Alongside my coach driving duties for Bakers Dolphin, I’ve been able to keep my crash box skills up to date with some of the ex-Crosville heritage fleet.
I had made it known that I’d be happy to do a few voluntary turns, if any came up. Towards the end of the summer term, Uphill Primary School in Weston-super-Mare had requested that a vintage bus attend the School and Village Fair in the school grounds. Crosville had provided a bus for static display for several years running and I was asked to take a bus – any bus – to the Fair. Mrs Busman John was keen to come along as well so we chose to take open top Crosville DFG81 (Bristol FSF6G 891VFM) as the weather seemed once again to be wall-to-wall sunshine.

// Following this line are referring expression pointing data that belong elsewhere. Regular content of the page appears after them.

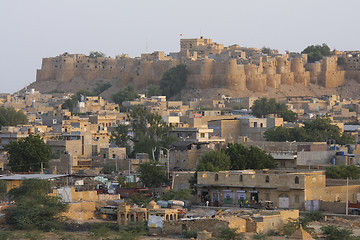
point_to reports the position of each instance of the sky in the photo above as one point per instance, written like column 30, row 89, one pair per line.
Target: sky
column 36, row 29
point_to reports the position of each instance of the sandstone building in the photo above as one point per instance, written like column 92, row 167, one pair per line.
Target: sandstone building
column 209, row 65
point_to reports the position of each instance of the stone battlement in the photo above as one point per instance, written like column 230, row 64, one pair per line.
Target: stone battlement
column 209, row 65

The Lodekka hadn’t seen any action since the closure of Crosville in April so we went down to the depot early to make sure that she would start. Fortunately there were no problems so we drove the short distance to Uphill. After parking on the school field we left the bus open so that people could have a look around. Many did, most heading for the top deck! We had a look round the stalls and displays but, when we got back to the bus, found that I’d left the power on and some children were taking great delight in dinging the bell. Not only was it annoying for the nearby stall-holders but it might have depleted the batteries so I turned off the isolator when no-one was looking.
At the end of the afternoon we took the scenic route back to the depot – via the seafront of course – which pleased Mrs Busman John, who was naturally riding up top. Sensing the need for a cheeky photo opportunity, I drove into Locking Road Coach Park and briefly parked the Lodekka among the Bakers Dolphin coaches!
One of the stalwarts of Crosville’s heritage fleet returned recently from an external refurbishment and its appearance is now more authentic than it’s been for many years.
The 1962 Bristol FS6G (YDL318) was driven back from Yorkshire by my friend Paul Carpenter just in time to go on display at the Crosville Bus & Steam Rally in September. It took pride of place alongside last year’s new restoration, Bristol K6A HLJ44. During the event I used it to take a group of rally visitors on a guided tour of the Crosville depot.
For many years purists have complained that 573’s appearance was spoiled by having black window rubbers (illustrated here in an earlier photo). Nothing unusual in that for a Lodekka, I hear you say. But FS types from 1962 had cream rubber when new so I’m particularly pleased that the owner has gone to the trouble of reglazing the bus using cream rubber.
The other nagging issue was the front numberplate, which has been in the square format more usually seen on the earlier LD Lodekkas. Now the front cowl has been remodelled to match its original appearance, including the fitting of a specially cast fleet number. The Gardner 6LW engine has also been completely rebuilt to as-new condition.
The finishing touch has been the application of period advertising on both sides and at the rear. I’m sure you’ll agree that this bus has been transformed by the makeover and I take my hat off to the owner, who has spent thousands of pounds on the refurbishment. Following its debut appearance at the Crosville rally, 573 made the marathon journey – at 30mph! – back to the Isle of Wight to take part in the Isle of Wight Bus Museum’s ‘Beer, Buses & Walks’ event. Quite rightly, the bus drew many admirers and compliments were plentiful.
There are a few more buses in the restoration pipeline; a Bristol LL6B, a Bristol KSW6B and a Routemaster. Exciting times ahead!
Saturday was a good day to be in the heart of Bristol. But only if you were a protestor, a police officer on overtime or gay. But not if you were going to a wedding.
I should have known things weren’t going to be easy when I arrived at the garage to collect my bus for the day. YDL318, a Southern Vectis Bristol FS6G, had been helpfully parked outside ready to go. Except that it wasn’t. As part of my walk-around checks, I dipped the fuel tank and found that it was almost empty. The folks at the garage usually make sure that the bus I’ve been allocated has been fuelled up because I don’t have a fuel card but on this occasion this hadn’t been done. Fortunately I was able to borrow a card and so, after completing my checks, I made my first visit to a petrol station in charge of a bus.
I’m glad I wasn’t paying – it cost £126 to fill the tank!
If you’ve read the previous post you’ll remember that this bus only does 30mph so it took me about an hour to drive up to Bristol. The flip side to that is that, being a low-geared bus, it climbs hills surprisingly well. To reach my pickup point I drove up Jacobs Wells Road which involves quite a long uphill haul. This bus managed to get all the way to the top in 3rd gear! OK, so being empty probably made a difference but the FLF that I sometimes drive probably would have struggled.
The Avon Gorge Hotel clings to the cliffside very close to the city end of the Clifton Suspension Bridge, part of which you can see in the photo above. I turned the bus by reversing into a nearby side street and waited for the guests to emerge into the familiar grey dampness that masquerades as summer 2012.